Reporter senza frontiere ha chiesto al presidente degli Stati Uniti Joe Biden di evacuare tutti i giornalisti dall’Afghanistan. Non solo gli stranieri, anche quelli del posto. Che hanno collaborato con i media internazionali e che rischiano tanto, troppo, al cospetto del nuovo regime talebano insediatosi a Kabul. La questione, dunque, è sul tavolo della Casa Bianca.
L’Ong, per il tramite del segretario generale Christophe Deloire, ha espresso la sua richiesta a Biden. Una decisione dovuta, come ha riferito Reporter senza frontiere, a fronte delle “decine e decine di richieste urgenti di evacuazione”. Una circostanza “confermata” anche dalla Federazione internazionale dei giornalisti che ha riferito di essere compulsata da centinaia di richeste d’aiuto. Tutte inviate all’Ifj dai cronisti afghani. Per Rsf, l’evacuazione delle “persone in pericolo, come i giornalisti afgani”, non potrebbe compiersi entro il 31 agosto.

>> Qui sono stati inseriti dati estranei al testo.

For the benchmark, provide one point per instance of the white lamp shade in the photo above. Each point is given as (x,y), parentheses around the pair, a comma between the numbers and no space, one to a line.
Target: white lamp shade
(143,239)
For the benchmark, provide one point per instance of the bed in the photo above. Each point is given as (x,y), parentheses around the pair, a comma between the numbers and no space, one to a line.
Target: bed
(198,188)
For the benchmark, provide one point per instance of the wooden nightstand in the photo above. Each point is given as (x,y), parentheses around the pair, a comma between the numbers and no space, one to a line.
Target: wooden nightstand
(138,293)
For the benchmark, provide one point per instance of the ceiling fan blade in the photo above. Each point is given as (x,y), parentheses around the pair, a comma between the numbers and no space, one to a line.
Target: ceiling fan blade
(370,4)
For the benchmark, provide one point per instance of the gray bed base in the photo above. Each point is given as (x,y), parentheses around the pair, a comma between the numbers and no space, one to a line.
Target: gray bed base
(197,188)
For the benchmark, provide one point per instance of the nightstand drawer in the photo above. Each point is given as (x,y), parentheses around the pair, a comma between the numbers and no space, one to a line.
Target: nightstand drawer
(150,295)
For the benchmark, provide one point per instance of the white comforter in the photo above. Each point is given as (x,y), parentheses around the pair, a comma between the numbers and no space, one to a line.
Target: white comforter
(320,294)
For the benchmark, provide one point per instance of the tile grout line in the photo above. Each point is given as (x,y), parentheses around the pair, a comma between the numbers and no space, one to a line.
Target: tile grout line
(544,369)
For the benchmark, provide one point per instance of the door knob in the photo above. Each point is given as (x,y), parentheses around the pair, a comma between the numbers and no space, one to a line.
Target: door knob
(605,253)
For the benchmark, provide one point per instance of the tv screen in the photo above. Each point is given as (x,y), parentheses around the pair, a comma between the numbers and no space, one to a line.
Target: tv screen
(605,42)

L’America non può restare a guardare. Ne sono convinti i giornalisti di Rsf. “L’Istituzione di strutture di accesso e identificazione per giornalisti e difensori dei diritti umani presenti nelle liste di diversi Paesi e organizzazioni”. È ritenuta un passaggio fondamentale. Perché il problema è così acuto che non si tratta di burocrazia bensì, materialmente, di riuscire a trovare posti per imbarcare i profughi. Di cui gli Stati Uniti debbono farsi carico perché “è in gioco l’immagine degli Usa nella difesa della libertà di stampa e dei diritti umani”. Il presidente Biden, dunque, è avvisato: salvi i giornalisti afghani.
La situazione nel Paese asiatico è grave. Se ha avuto tanta eco la questione simbolica relativa all’imposizione del velo alla giornalista Cnn da parte dei talebani, pochi giorni fa, Deutsche Welle ha denunciato violenze inquietanti. In particolare, un parente di un giornalista di Dw – ormai da tempo in Germania – è stato ammazzato dai talebani in casa della famiglia. Occorre far presto, nel disastro di Kabul occorre, quanto meno, salvare qualcosa.